Most of the state’s hog farms are concentrated in three eastern North Carolina counties, Duplin, Sampson and Bladen. According to a recent N.C. State study, pig production and pork processing account for 44 percent of the jobs in Bladen County and 23 percent in Sampson County.
The industry as a whole generates more than $10 billion in economic output for the state and creates more than 44,000 jobs, the study shows.

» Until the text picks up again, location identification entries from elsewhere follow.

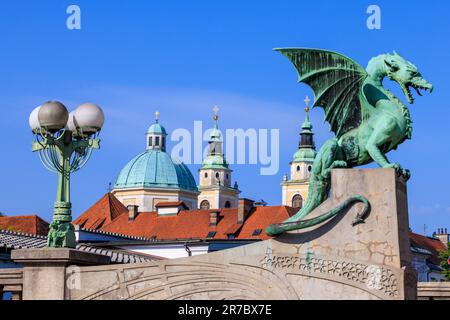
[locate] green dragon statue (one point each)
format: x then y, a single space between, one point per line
367 119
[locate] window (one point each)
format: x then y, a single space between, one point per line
297 201
256 232
204 205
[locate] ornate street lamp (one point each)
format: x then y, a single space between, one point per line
65 143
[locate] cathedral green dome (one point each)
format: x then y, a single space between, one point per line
155 169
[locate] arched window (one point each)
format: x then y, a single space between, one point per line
297 201
204 205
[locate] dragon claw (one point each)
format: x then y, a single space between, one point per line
405 173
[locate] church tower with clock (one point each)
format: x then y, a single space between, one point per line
215 175
295 188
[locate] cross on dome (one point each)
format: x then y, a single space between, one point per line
307 100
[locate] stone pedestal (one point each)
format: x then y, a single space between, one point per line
334 260
44 271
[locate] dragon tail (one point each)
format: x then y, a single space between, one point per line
276 229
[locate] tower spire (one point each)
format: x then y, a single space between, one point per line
216 117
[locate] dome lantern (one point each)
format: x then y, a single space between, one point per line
156 135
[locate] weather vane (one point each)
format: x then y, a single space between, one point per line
216 113
307 103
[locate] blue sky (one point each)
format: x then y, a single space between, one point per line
182 58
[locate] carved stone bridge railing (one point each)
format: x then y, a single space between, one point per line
11 280
433 291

South Dakota’s sobering situation
It’s hard to fathom what might happen if the coronavirus forces Smithfield to shut down its Tar Heel plant for an extended period of time.
But the shutdown of the company’s South Dakota plant offers some clues.
It’s been 10 days since that plant closed, putting workers out of jobs and threatening to wreak economic havoc on the state’s independent hog farmers, about 550 of whom are under contract with Smithfield Foods. Smithfield, South Dakota’s governor and the CDC are working to negotiate an agreement on how the plant could reopen. It sounded Tuesday as if the agreement was close to being reached.

With the slaughterhouse closed, farmers have few if any options to take their hogs to market. If the plant doesn’t reopen soon, some farmers may have to start killing their hogs, said Glenn Muller, executive director of the South Dakota Pork Producers Council.
“That’s a last-case resort, and I think every day we get closer to that point,” Muller said on Monday. “We’re hoping for a bright spot, some agreement that can be made… but every day becomes a little more critical.”
Zering, the N.C. State professor, said he is not aware of any hogs in the U.S. having to be euthanized. But he understands how it could happen.
“Since pigs are 5 to 6 months old when they go to market and are conceived 9 to 10 months before they go to market, it is difficult in the short term to reduce the number of pigs reaching market age,” Zering said in an email.
Now, in both North Carolina and South Dakota, hog farmers are worried about bankruptcy.
“It’s a tremendous financial and emotional strain on our producers right at this point in time and we’re very concerned about their financial and mental well-being,” Muller said.
This story was reported with help from Enlace Latino NC an independent nonprofit news organization publishing in Spanish that covers politics, government, immigration, and community affairs in North Carolina.
How do we know the meat is safe to eat ? I’m an at risk person so with the food shortage in N.C. I’m still thinking about throwing away the meat that came from Siler City, I have too many health issues. Any suggestions?
Thanks for commenting. I can tell you only that the CDC says there is no evidence that meat contains the coronavirus.
Who owns the Smithfield plants?
A Chinese company has owned Smithfield for quite a few years now.